If not, are the parents visiting the baby and feeding it? Could you put it in an open, shallow cardboard box (like the ones that bags of fruit are displayed in, in supermarkets) and put the box in the shade but near mum and dad, to keep it safe?

If it's very young and parents are definitely not attending to it, it might be kinder to dispatch it - though I'm not sure how you would do this. I have vague recollections of people wringing chickens' necks, but I don't know what this means in practice.
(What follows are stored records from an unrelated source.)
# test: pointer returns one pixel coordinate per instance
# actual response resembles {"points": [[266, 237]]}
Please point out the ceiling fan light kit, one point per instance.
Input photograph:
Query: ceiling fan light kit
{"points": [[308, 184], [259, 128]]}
If it's well feathered and looks as if it just needs a few more days growth before it can look after itself, you could possibly try feeding it caterpillars or perhaps some mashed-up cat food on a soft paintbrush. Some baby birds will "gape" if you touch the corner of their mouth, others if they see something ( such as your hand, holding the paintbrush with food on) swooping towards them as a parent bird would...but you have to do it every hour or so from dawn til dusk.

NotBotheredAnymore · 19/07/2023 15:36

It depends if you can see if parents visit, but you do have to watch carefully as they can be very quick and quiet.

If it looks as though its deteriorating over the 3 days, and you can stomach killing it, then do it.

I hate suffering but unfortunately I cannot actually do the killing myself. Thank goodness in the UK all vets have to treat wildlife in an emergency situation, even if its only euthanasia.

RoyKentFanclub · 19/07/2023 18:41

It’s probably a fledgling. It’s supposed to be on the ground. The parents will be somewhere (or might have been until people started picking up the poor thing and putting it in a tree) feeding it until it’s strong enough to fly. Leave it be.